HARKing (Hypothesizing After Results are Known) is the most common form of self-deception in experimentation. The pattern: you ran a test on the whole user base, the primary was null, but the variant looks great for "users on iOS in the US who arrived via paid search." So that becomes the headline.

The problem is purely statistical. If you cut your data into 20 segments, you'd expect one of them to hit p < 0.05 by chance alone. Picking the winner after looking at all 20 and presenting it as a confirmed result is, mathematically, fraud. You'd find the same "effect" on a coin flip if you sliced finely enough.

The fix is pre-registration. Before the experiment starts, write down:

  1. The primary metric.
  2. The exact segment cuts you'll report (e.g., new vs returning users, mobile vs desktop, top-3 markets), and only those.
  3. Any subgroup you commit to as a confirmatory analysis.

Anything you find later goes in a clearly labeled "Exploratory" section, with a note that p-values are not corrected for multiple testing and that the finding needs a follow-up experiment to confirm. Never call a post-hoc subgroup result "significant." Call it a hypothesis for the next test.

The cultural fix is harder than the technical one. When a stakeholder is desperate for a win and the post-hoc cut delivers it, the pressure to launder it as a confirmed result is real. The discipline of pre-registration (writing it down before) is what gives you the standing to push back.

Peeking Discipline

Here's a number that surprises people: if you check your A/B test for significance every day for two weeks, your effective false positive rate is not 5%. It's closer to 14%. Maybe higher, depending on how aggressive you are about stopping early.

The reason is the sequential testing problem. A standard t-test or z-test is calibrated for a single look at the data, after a pre-committed sample is collected. Each additional look is another chance for random noise to cross the threshold. If you peek and stop, you're cherry-picking the most extreme moment in a random walk and reporting it as a fixed result.

You have two clean options:

  1. Commit to the sample size. Calculate n, run the test until you hit n, then look at the result once. No daily dashboards driving stop/ship decisions. Monitoring guardrails for safety is fine; using the primary metric to call the experiment early is not.
  2. Use a sequential testing method. mSPRT (mixture sequential probability ratio test), group sequential designs with alpha-spending functions, or properly-implemented Bayesian methods with informative priors. These let you peek as often as you want with valid inference, at the cost of a slightly higher required sample to compensate.

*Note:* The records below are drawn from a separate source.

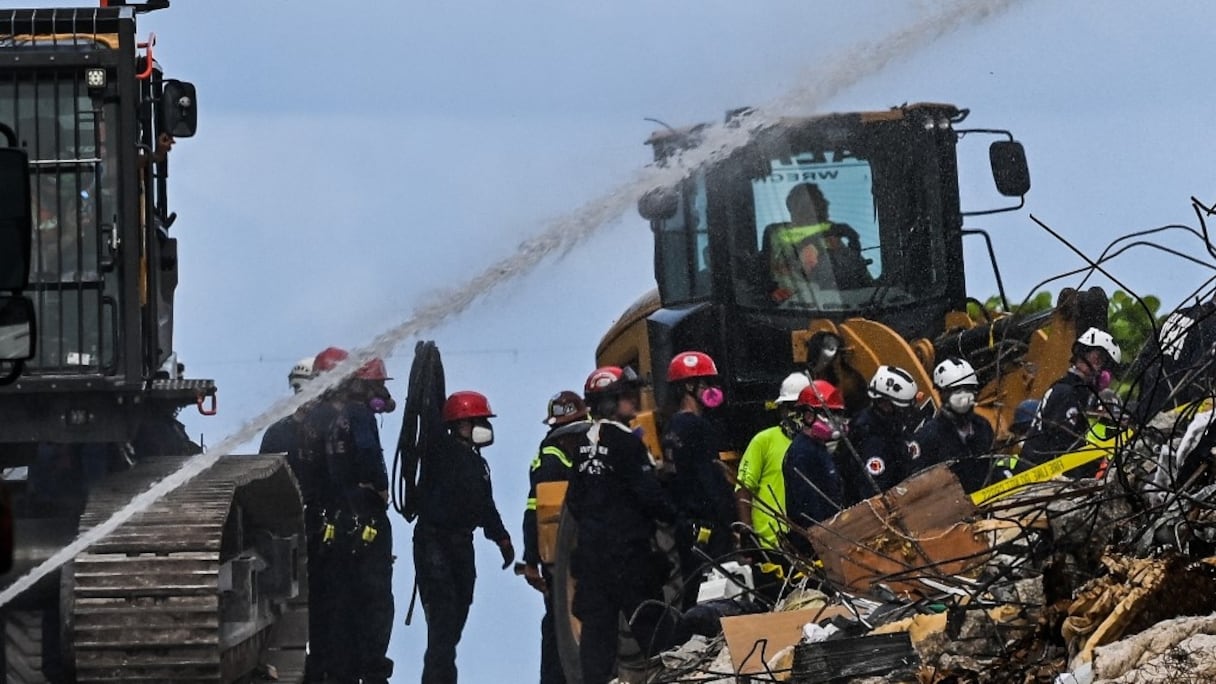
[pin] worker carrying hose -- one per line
(350, 543)
(455, 498)
(617, 500)
(567, 420)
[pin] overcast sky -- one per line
(354, 158)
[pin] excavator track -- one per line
(204, 586)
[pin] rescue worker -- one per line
(878, 452)
(617, 500)
(699, 487)
(956, 432)
(350, 544)
(455, 498)
(812, 483)
(567, 419)
(760, 493)
(344, 486)
(283, 437)
(1062, 422)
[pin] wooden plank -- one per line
(754, 639)
(916, 530)
(844, 659)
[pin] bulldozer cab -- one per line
(837, 216)
(90, 107)
(16, 309)
(822, 218)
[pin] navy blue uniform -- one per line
(964, 439)
(455, 498)
(701, 494)
(883, 455)
(808, 503)
(283, 437)
(1060, 422)
(350, 578)
(552, 464)
(365, 576)
(319, 506)
(615, 499)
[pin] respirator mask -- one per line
(382, 405)
(1103, 380)
(483, 433)
(711, 397)
(961, 401)
(826, 429)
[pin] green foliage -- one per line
(1131, 321)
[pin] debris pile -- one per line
(1059, 582)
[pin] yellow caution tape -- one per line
(1092, 452)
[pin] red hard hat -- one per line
(466, 405)
(687, 365)
(611, 380)
(372, 370)
(328, 359)
(566, 407)
(820, 394)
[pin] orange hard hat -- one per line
(466, 405)
(687, 365)
(611, 380)
(328, 359)
(820, 394)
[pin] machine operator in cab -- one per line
(617, 500)
(811, 250)
(455, 498)
(567, 420)
(699, 487)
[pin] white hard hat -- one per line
(792, 387)
(300, 373)
(1102, 340)
(952, 374)
(894, 383)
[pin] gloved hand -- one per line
(532, 573)
(507, 550)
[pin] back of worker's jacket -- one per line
(614, 494)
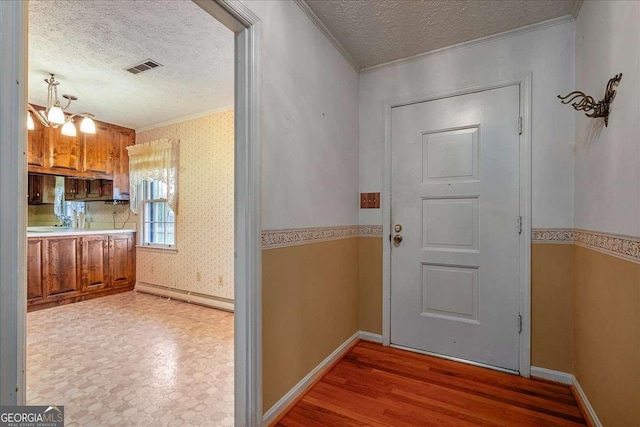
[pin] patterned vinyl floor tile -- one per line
(132, 359)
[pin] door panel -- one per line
(455, 276)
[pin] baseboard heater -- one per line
(186, 296)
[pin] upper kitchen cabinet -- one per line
(122, 139)
(102, 155)
(98, 150)
(35, 145)
(63, 152)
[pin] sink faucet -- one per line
(66, 221)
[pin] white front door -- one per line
(455, 276)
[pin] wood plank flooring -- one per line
(380, 386)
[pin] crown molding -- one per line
(506, 34)
(576, 9)
(324, 30)
(185, 118)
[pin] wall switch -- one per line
(369, 200)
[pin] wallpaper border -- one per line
(621, 246)
(272, 239)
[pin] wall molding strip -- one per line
(506, 34)
(324, 30)
(370, 231)
(371, 337)
(618, 245)
(297, 392)
(186, 296)
(272, 239)
(552, 235)
(570, 379)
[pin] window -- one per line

What you cannot do is run a fixed-horizon test, peek daily, and stop the moment p crosses 0.05. That is the most common false positive generator in industry experimentation, and it is the reason "shipped wins" routinely fail to replicate when measured properly later.

The fix is procedural. Write the stop rule into the design doc. "We will run for n = 17,000 per arm, expected 8 days, and read out once." If the team can't resist the dashboard, hide the primary metric from the live view and only surface guardrails. The discipline is the design.

Closing

The readout doc that survives review is the one where the design decisions were made before data collection started. The hypothesis was specific. The sample size was calculated. The randomization unit was justified. The guardrails were pre-registered. The segment cuts were committed in advance. The stop rule was written down.

Everything else is storytelling. And storytelling is fine for the narrative section of the readout, but it cannot be the basis of a ship decision.

The fight you win is the one fought before data collection. Spend the hour on the design doc. It's the cheapest hour you'll spend all quarter, and it's the one that decides whether your experiment survives review or quietly joins the pile of "directionally positive" tests that nobody can reconstruct six months later.